“With Continuum and creative expression I found home,” Beth Riley on the life enhancing practice of Continuum. Produced by Elaine Colandrea for Watermark Arts. (4:19 min)
Continuum & Creativity interview with Beth Pettengill Riley (video transcript):
When I was in graduate school and was invited to meet and see a woman who moves like water – it was at a workshop at Lone Mountain College, which later became University of San Francisco – with Emilie Conrad, I had no idea what I walked into. She was talking about movement and culture, and how movement can control people or movement can free people. And I knew that it was at that point that this was my life path, this would unfold through me in whatever way I could allow it.
I recognize that every choice I make in movement derives from the culture that I live in. If I had grown up in a different culture my movement, my voice and my language would be different. So I was really invited by Continuum to go into the language underneath that cultural, learned language. What’s the movement underneath the learned -the imposed if you will – movement. That there is another language that’s inherent in this sense of belonging on earth. And it’s the language of our bodies, it’s the language of water moving through us, it’s the language of fluid exchange, it’s the language of creativity.
There was one story when I was traveling with Emilie, which I did for many years, to New York. And she made the comment that our greatest artists, our greatest art that we know on this planet, are mere droppings in the desert compared to the biological manifestation of the art in our bodies. And that was really interesting to me.
Where is home?
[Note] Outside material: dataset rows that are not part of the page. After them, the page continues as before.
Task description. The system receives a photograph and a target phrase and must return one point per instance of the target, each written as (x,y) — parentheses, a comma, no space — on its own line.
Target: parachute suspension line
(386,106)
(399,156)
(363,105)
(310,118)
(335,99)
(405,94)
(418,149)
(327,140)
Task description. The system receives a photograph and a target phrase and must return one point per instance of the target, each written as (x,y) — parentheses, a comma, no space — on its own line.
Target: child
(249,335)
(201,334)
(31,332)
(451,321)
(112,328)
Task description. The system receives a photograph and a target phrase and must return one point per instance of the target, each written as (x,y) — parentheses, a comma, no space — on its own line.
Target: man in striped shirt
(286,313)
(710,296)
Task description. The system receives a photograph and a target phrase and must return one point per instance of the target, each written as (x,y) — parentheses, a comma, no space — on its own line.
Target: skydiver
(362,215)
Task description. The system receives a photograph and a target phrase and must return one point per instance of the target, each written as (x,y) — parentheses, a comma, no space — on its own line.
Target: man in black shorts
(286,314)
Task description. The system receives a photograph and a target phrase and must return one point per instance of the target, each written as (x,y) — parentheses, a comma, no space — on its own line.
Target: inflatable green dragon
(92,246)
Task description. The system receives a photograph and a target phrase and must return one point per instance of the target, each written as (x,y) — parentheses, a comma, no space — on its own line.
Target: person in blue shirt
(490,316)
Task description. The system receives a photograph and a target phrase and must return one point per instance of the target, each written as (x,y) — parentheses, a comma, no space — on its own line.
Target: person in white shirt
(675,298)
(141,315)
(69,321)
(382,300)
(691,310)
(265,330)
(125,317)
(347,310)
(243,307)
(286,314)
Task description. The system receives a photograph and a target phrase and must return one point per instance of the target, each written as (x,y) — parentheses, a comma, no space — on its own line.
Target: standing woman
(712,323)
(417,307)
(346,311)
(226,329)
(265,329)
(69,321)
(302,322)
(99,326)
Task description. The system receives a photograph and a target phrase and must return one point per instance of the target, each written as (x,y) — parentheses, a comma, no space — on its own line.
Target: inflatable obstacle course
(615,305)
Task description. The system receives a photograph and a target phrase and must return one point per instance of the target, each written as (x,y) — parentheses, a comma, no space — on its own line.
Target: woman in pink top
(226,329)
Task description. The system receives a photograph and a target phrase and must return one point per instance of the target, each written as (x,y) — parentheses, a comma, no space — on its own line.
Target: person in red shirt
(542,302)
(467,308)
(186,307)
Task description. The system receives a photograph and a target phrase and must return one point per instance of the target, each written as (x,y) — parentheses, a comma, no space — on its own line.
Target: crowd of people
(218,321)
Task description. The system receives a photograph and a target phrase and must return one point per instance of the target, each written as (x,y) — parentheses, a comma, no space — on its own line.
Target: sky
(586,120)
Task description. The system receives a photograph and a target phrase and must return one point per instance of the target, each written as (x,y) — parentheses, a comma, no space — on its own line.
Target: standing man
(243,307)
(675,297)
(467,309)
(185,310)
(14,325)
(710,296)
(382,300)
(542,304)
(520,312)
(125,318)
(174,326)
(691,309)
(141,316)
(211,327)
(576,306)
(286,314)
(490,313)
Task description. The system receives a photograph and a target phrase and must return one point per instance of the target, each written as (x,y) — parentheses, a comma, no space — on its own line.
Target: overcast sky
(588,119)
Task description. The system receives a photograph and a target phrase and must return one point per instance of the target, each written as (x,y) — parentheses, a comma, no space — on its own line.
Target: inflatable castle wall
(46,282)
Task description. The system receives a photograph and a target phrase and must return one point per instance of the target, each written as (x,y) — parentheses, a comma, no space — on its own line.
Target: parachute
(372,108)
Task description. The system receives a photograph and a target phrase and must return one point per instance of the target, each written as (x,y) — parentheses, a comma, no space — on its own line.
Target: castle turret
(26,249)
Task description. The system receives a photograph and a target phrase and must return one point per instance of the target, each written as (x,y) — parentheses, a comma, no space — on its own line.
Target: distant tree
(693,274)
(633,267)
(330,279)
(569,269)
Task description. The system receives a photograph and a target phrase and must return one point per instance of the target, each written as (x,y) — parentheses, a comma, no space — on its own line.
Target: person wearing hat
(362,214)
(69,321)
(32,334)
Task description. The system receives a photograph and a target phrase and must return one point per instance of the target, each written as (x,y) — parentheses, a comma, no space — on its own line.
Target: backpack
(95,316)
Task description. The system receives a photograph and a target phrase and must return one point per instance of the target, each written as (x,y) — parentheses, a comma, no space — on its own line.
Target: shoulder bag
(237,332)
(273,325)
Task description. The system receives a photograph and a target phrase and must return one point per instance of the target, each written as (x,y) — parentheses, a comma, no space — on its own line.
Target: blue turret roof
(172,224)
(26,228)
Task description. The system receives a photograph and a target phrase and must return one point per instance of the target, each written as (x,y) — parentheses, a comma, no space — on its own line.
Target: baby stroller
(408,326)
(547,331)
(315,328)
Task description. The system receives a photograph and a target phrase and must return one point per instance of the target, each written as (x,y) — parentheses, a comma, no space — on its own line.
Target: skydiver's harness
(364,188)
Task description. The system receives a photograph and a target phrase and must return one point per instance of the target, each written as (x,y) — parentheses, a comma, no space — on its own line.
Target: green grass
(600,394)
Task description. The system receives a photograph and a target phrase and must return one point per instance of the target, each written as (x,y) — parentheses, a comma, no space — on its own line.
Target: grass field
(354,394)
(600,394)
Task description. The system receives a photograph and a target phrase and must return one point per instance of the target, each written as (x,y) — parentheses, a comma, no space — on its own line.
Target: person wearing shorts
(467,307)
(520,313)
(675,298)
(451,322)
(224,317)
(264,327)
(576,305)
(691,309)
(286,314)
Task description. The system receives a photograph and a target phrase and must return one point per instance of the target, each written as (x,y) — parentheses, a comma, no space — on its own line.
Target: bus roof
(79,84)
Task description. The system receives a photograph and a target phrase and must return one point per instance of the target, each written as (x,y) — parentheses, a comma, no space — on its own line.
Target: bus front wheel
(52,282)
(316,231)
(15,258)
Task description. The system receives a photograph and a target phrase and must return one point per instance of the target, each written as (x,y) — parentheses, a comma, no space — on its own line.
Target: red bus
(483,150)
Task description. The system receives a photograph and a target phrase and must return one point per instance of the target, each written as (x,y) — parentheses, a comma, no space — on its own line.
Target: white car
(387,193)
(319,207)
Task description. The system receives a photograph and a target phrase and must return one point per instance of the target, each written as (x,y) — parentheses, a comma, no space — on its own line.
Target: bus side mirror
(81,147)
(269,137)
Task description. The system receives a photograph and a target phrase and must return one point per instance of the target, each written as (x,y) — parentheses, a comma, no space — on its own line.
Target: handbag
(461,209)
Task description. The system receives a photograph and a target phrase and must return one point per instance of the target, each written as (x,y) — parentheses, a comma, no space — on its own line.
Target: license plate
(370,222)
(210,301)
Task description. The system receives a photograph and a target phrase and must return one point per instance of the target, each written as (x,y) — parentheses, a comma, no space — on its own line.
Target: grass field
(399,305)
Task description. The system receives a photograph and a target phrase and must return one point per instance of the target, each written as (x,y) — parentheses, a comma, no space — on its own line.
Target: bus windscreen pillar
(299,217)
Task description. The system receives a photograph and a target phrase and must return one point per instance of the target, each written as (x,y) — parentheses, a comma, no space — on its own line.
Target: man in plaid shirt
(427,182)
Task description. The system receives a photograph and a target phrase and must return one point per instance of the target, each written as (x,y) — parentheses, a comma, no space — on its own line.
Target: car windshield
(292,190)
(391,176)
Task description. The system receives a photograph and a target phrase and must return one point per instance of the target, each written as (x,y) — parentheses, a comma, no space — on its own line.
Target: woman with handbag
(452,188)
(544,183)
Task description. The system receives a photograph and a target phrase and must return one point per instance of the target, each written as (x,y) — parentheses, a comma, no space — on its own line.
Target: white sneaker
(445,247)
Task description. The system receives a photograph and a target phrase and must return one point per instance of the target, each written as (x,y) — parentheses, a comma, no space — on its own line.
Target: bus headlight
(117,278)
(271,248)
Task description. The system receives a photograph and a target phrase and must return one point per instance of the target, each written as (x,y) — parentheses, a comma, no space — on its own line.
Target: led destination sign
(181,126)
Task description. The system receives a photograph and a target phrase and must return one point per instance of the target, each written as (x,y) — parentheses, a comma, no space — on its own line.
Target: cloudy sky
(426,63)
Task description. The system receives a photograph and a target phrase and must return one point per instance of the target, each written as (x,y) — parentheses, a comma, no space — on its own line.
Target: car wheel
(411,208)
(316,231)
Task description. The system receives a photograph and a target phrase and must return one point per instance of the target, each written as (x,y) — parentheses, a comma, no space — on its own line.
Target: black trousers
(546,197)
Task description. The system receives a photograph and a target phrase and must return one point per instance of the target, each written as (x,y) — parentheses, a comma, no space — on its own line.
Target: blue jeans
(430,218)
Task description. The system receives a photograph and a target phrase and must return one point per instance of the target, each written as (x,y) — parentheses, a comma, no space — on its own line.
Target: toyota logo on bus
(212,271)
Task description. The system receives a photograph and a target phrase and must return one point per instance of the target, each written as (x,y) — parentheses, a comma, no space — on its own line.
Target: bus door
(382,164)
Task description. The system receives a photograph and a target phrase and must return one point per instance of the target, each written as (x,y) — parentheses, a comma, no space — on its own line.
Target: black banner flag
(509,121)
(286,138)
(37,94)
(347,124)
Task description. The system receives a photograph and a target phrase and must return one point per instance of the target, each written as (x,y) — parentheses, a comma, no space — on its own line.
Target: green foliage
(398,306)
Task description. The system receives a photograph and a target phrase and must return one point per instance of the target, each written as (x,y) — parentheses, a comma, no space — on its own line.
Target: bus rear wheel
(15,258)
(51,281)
How does one make a home?
I started writing poetry when I was in sixth grade, and it evolved into songs, outward expression. When I started to do Continuum it became a vehicle for actually giving expression to the human experience on a much different level. When I am in my practice time, prior to writing, the sounds and feelings of the natural start to be part of my experience. So I move for about an hour and then I start to write. And whatever writing comes from my felt sense in my body then becomes the essence of the poem. When the images in the natural world start to enter the poem, it’s as if they’re alive and they are writing as much as I’m writing.
For many years the quest for home was alive. Where is home? How do you have a home? How does one make a home? What is home? Through the practice of Continuum and creative expression I found a home. I feel during these difficult times that I have something underneath that is always present, that’s allowing an expression of creativity to emerge, and how I have a conversation, how I have a delightful meal. It comes into everyday life as a poem of experience. So poetry becomes the whole way of living. It’s not a thing that goes on paper – it’s a way of living.